À 27 ans, il réalise l’exploit : Andrea Guerrieri décroche son premier US Open — découvrez comment il a renversé le match sous la pluie
Internazionali BNL d'Italia 2024 Roma 02/05/2023 Prequalificazioni Andrea Guerrieri Foto Giampiero Sposito
La soirée à Flushing Meadows restera à jamais gravée dans la mémoire d’Andrea Guerrieri. À 27 ans, l’Italien décroche sa première participation en Grand Chelem en s’imposant dans le dernier tour des qualifications des US Open 2026. Un succès construit sur de la patience, un solide plan de match et une capacité à élever son niveau dans les moments clés.
Un match maîtrisé malgré les aléas météo
La rencontre contre Aziz Dougaz a été marquée par une longue interruption due à la pluie, mais Guerrieri a su rester concentré et reprendre le fil du match comme s’il n’y avait jamais eu de pause. Dès l’entame, il a imposé son rythme : deux breaks — un précoce et un autre au septième jeu — lui ont permis de conclure le premier set 6-2. Cette première manche est le reflet d’un joueur appliquant son plan de jeu, patient, cherchant à construire les points et profitant des erreurs adverses.
Le deuxième set a été plus disputé. La tension inhérente au fait d’avoir un ticket pour le tableau principal à portée de main a inévitablement augmenté. Guerrieri a connu quelques frayeurs, notamment lorsqu’il n’a pas converti quatre balles de break au septième jeu. Toutefois, c’est souvent dans ces moments-là qu’on reconnaît la maturité d’un joueur : un break décisif est intervenu au jeu suivant, mettant l’Italien en position de servir pour le match à 5-4.
Le mental au service de la victoire
Servir pour conclure un premier Grand Chelem est une situation qui peut paralyser. Guerrieri est passé par un trou d’air au moment de servir sur 5-4, se retrouvant mené 0-40 et face à trois balles de break. Plutôt que de céder, il a aligné cinq points consécutifs et transformé l’essai. Ce passage illustre son sang-froid et sa capacité à puiser dans ses ressources mentales : patience, confiance sur ses premières balles et volonté de ne pas changer une stratégie qui fonctionnait.

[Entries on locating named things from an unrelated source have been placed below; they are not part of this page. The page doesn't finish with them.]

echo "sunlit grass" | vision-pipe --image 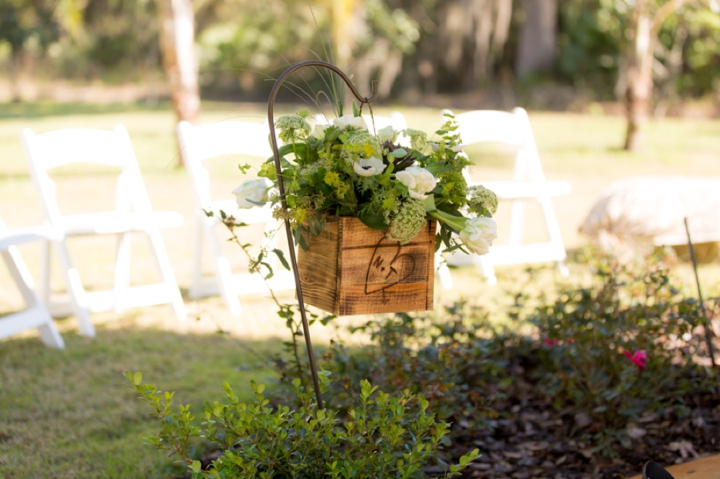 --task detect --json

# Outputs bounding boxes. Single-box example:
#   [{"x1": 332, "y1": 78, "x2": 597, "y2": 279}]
[{"x1": 0, "y1": 104, "x2": 720, "y2": 479}]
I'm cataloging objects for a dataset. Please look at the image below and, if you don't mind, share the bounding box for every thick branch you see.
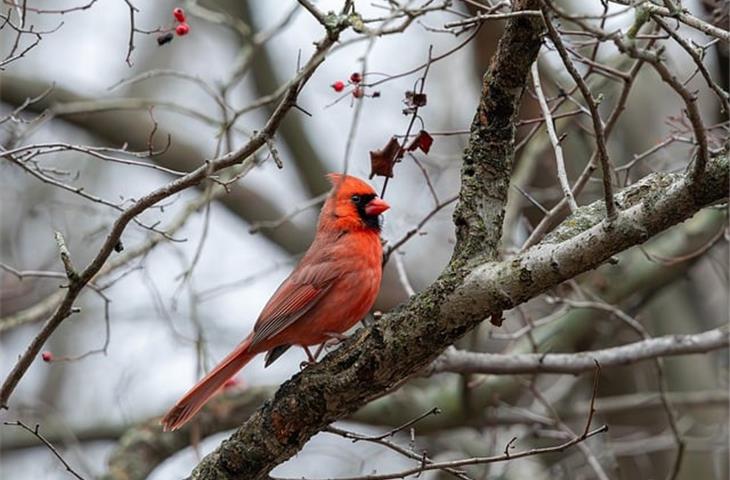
[0,22,348,408]
[454,0,543,258]
[186,152,728,479]
[431,328,730,374]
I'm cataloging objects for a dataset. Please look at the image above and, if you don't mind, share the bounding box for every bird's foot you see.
[324,332,350,345]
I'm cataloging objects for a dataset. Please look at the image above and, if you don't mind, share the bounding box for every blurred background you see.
[0,0,729,480]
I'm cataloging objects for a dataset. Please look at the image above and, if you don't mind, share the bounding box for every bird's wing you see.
[251,262,340,346]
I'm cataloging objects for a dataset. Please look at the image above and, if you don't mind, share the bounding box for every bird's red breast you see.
[161,174,389,430]
[251,174,389,351]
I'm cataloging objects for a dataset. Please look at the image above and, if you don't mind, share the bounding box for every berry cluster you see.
[157,8,190,45]
[330,72,380,98]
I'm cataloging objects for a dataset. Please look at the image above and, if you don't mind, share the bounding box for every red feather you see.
[161,174,388,430]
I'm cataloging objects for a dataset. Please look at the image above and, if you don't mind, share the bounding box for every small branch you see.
[3,420,84,480]
[543,7,618,222]
[530,61,578,212]
[54,232,79,282]
[428,328,730,375]
[271,425,608,480]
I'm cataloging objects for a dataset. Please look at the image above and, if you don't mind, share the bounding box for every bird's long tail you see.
[160,338,257,432]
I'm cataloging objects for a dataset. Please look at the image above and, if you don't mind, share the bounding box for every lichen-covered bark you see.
[181,0,728,480]
[193,151,728,480]
[454,0,544,259]
[185,4,541,480]
[103,387,271,480]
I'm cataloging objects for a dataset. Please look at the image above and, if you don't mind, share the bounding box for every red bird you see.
[161,173,390,431]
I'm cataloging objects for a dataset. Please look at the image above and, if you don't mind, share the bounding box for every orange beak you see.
[365,198,390,217]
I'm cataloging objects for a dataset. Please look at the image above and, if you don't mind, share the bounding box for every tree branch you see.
[454,0,543,259]
[429,328,730,375]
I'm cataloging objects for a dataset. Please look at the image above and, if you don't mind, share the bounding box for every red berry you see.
[223,377,241,390]
[175,23,190,37]
[172,8,185,23]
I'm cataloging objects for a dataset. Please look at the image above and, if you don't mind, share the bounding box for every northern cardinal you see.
[161,173,390,431]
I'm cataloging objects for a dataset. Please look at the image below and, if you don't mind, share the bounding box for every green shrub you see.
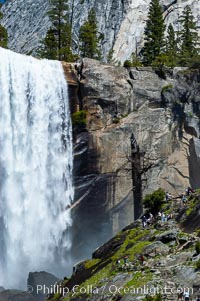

Sur le plan technique, on a retrouvé chez Guerrieri une construction de point typique d’un joueur solide depuis la ligne de fond. Coup droit mesuré, revers solide, déplacement efficace — il a su alterner entre phases d’accélération et jeu de profondeur pour déstabiliser Dougaz. Son service, au service de la régularité plus que de la puissance pure, a été suffisamment précis pour lui offrir des points gratuits et des positions de contrôle.
Lucrezia Stefanini rejoint l’aventure américaine
À quelques courts de distance et presque en simultané, Lucrezia Stefanini a obtenu son laissez-passer pour le tableau féminin. Face à la locale Julieta Pareja, Stefanini a remporté son match 6-4, 6-3. Le score peut paraître net, mais la rencontre a été plus âpre qu’il n’y paraît : l’Italienne a dû revenir de breaks dans les deux sets et a également géré une interruption pour pluie alors qu’elle menait 3-1 dans la seconde manche.
Le caractère de Stefanini s’est manifesté par son aptitude à reprendre le match là où elle l’avait laissé après l’interruption, confirmant une bonne préparation mentale et une capacité à se réchauffer rapidement tant physiquement que tactiquement. Elle a alterné agressions bien placées et construction patiente pour forcer l’erreur adverse, montrant qu’elle possède les armes pour ne pas se contenter d’une simple présence dans le grand tableau mais pour tenter d’y marquer sa trace.
Conséquences sportives et humaines
Analyse technique : ce qui a fait la différence
Sur un plan purement technique, plusieurs éléments ont fait pencher la balance en faveur des Italiens :
Que peuvent attendre les supporters ?
Pour Andrea Guerrieri, l’entrée dans le tableau principal des US Open est l’occasion de jouer au plus haut niveau, d’affronter des cadres du circuit et de tester ses armes face à des joueurs de référence. L’expérience acquise sera inestimable, qu’il signe une victoire ou qu’il subisse la défaite : chaque match en Grand Chelem est une leçon.
Lucrezia Stefanini, quant à elle, pourra s’appuyer sur cette qualification pour gagner en confiance. Les Masters de la saison apportent souvent un plateau relevé ; se confronter aux meilleures constituera un cap à franchir dans son évolution.